Apparently, users and maintainers of Python saw this pattern enough that they decided to create Counter. Counter lets us write a much more succinct version of this function, because Counter encapsulates the process of counting the number of ocurrences of elements in an iterable. Implementing this functionality with a `Counter object would look like this:

def most_common_ctr(lst):
    return Counter(lst).most_common(1)[0]

These both have the same result:

from collections import Counter, defaultdict

strings = ['bear', 'down', 'you', 'bears', 'of', 'old', 'baylor', 'u', "we're",
        'all', 'for', 'you', "we're", 'gonna', 'show', 'dear', 'old', 'baylor',
        'spirit', 'through', 'and', 'through', 'come', 'on', 'and', 'fight',
        'them', 'with', 'all', 'your', 'might', 'you', 'bruins', 'bold', 'and',
        'win', 'all', 'our', 'victories', 'for', 'the', 'green', 'and', 'gold']

'''
definitions for most_common_ctr and most_common_dd
'''

assert most_common_dd(strings) == most_common_ctr(strings)

But the version using Counter is more concise.

Comprehensions

I love list comprehensions. They can make code much more concise and readable. Consider a problem where we have a start point and an end point on a grid:

|S|_|_|_|
|_|_|_|_|
|_|_|_|_|
| | | |E|

Let's further say that from a given cell, you can travel up, down, left or right into another cell (but not diagonally). We may want to do a bread-first search to find the minimum cost to get from the start to the end. At some point, we'll need to push the neighbors of the current cell onto the queue we're using for the BFS. This could look something like this:

for neigh in neighbors(cell):
    # validate neigh
    queue.append(neigh)

How should neighbors(cell) work? Well, we could use a double for loop to generate the neighbors:

def neighbors(cell):
    for i in range(-1, 2):
        for j in range(-1, 2):
            if i == 0 and j == 0 or abs(i) + abs(j) > 1:
                continue
            yield (cell[0] + i, cell[0] + j)

This works, but it's ugly. Instead, we could use a list comprehension:

DIRS = [(0, 1), (0, -1), (1, 0), (-1, 0)]
def neighbors(cell):
    return [(cell[0] + d[0], cell[1] + d[1]) for d in DIRS]

We're also probably going to want to keep track of which cells we've already visited (so we don't try to go back through them).
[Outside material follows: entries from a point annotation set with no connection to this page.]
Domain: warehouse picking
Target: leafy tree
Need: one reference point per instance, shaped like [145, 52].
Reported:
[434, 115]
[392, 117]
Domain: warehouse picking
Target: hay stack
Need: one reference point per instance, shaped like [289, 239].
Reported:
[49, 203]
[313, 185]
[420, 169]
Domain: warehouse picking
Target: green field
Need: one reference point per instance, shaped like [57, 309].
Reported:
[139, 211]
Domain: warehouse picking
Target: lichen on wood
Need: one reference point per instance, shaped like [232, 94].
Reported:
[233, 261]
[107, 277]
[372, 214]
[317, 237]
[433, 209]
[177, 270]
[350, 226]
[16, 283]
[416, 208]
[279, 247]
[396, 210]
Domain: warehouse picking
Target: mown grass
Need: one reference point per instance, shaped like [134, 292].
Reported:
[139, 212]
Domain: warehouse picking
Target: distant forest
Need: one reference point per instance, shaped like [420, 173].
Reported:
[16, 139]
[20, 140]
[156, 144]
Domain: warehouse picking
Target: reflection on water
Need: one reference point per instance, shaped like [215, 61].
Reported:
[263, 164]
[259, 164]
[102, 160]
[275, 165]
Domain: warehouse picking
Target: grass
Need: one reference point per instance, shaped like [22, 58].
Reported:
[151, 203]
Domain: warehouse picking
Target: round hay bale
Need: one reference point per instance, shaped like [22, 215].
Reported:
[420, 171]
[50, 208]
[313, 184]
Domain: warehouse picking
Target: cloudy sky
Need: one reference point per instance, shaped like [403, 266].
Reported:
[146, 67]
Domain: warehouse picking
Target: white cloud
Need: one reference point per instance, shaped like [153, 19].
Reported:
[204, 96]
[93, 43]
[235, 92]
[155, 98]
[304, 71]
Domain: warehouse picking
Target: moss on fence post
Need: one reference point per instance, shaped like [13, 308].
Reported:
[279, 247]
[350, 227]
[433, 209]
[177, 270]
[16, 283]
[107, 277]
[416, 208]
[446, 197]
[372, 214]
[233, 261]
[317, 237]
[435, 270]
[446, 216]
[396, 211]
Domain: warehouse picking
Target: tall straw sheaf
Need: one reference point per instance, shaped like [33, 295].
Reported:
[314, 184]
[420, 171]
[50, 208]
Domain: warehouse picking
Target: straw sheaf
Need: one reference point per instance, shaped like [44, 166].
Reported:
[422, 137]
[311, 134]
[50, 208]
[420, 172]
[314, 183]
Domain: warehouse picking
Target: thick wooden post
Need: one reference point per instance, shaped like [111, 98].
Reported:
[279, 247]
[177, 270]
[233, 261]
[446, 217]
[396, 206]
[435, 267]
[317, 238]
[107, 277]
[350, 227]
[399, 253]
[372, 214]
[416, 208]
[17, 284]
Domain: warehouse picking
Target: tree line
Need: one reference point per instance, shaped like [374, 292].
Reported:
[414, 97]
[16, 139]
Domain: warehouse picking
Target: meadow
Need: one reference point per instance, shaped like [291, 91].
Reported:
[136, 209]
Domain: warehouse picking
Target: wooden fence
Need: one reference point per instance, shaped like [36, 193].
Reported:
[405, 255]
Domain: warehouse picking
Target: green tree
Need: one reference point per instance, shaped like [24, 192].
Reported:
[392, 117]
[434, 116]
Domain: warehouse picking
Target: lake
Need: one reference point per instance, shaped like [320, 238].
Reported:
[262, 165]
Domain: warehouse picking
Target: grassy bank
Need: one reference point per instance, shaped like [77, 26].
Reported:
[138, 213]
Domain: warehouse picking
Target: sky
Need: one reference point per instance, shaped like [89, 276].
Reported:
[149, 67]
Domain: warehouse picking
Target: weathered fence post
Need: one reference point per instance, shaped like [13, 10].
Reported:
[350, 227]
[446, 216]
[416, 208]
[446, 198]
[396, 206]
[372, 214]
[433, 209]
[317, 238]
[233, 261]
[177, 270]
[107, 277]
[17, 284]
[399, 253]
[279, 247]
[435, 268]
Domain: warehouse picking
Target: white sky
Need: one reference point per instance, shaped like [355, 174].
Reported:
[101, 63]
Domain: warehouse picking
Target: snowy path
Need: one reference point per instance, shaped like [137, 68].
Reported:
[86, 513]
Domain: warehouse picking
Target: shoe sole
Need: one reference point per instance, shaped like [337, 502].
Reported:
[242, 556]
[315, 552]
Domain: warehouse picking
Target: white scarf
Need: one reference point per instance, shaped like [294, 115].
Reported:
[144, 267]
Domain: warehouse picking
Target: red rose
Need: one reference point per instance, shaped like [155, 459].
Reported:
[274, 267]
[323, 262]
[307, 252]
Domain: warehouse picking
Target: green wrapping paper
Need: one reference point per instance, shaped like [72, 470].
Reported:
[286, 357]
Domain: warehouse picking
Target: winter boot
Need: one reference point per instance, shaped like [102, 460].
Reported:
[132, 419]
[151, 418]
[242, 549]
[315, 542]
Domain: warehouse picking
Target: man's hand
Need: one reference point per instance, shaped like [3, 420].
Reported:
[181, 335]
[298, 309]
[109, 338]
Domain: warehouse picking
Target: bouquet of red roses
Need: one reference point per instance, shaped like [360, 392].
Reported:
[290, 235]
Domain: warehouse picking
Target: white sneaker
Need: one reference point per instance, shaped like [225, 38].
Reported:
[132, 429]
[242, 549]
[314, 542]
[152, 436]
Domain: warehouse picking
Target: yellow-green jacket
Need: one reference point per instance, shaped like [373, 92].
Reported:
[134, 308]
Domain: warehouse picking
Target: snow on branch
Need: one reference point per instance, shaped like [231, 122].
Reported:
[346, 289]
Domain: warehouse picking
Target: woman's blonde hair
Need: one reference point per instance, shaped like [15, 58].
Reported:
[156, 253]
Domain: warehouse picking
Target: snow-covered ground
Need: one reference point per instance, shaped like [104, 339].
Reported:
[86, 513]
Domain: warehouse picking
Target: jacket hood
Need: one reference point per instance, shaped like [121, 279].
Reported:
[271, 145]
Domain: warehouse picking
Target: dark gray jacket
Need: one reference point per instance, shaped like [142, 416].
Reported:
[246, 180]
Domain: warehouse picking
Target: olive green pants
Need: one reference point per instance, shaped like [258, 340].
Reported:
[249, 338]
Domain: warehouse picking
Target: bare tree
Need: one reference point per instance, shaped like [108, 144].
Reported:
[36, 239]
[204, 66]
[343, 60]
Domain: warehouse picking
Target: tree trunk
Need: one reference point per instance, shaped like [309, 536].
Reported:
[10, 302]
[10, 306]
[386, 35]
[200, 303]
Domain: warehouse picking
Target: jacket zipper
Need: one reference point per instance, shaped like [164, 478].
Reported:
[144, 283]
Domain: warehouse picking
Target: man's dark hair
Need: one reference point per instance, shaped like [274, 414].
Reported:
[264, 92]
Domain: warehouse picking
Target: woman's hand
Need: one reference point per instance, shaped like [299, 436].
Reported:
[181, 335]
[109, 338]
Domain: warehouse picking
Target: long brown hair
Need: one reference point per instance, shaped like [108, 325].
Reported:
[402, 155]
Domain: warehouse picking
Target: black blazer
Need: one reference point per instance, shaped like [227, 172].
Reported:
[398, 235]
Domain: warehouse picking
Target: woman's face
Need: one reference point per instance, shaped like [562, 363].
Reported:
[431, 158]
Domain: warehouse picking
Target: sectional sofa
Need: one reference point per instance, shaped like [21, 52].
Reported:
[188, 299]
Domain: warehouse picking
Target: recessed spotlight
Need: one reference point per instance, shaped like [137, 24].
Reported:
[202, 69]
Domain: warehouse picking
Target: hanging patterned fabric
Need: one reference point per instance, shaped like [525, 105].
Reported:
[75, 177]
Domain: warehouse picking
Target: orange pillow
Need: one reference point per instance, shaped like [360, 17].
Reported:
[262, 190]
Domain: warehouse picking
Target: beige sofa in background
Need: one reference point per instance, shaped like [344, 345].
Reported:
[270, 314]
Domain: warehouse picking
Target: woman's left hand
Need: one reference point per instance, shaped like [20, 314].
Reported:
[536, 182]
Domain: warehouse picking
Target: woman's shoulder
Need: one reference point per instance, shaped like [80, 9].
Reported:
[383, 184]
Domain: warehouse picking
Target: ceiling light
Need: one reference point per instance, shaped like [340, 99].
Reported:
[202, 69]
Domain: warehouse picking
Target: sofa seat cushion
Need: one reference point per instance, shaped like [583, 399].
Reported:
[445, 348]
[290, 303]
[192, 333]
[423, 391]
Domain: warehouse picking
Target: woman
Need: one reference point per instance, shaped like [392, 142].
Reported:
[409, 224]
We could create a matrix of bools the same size as our original grid (let's call it visited) and set visited[r][c] when we visit the cell located at row r and column c. But how should we initialize this matrix? We could do something like this:

visited = []
for i in range(n):
    visited.append([])
    for j in range(n):
        visited[i].append(False)

But list comprehensions can make this much more concise:

visited = [[False for _ in range(n)] for _ in range(n)]

The possibilities with list comprehensions are just about endless, so I'll leave it at that!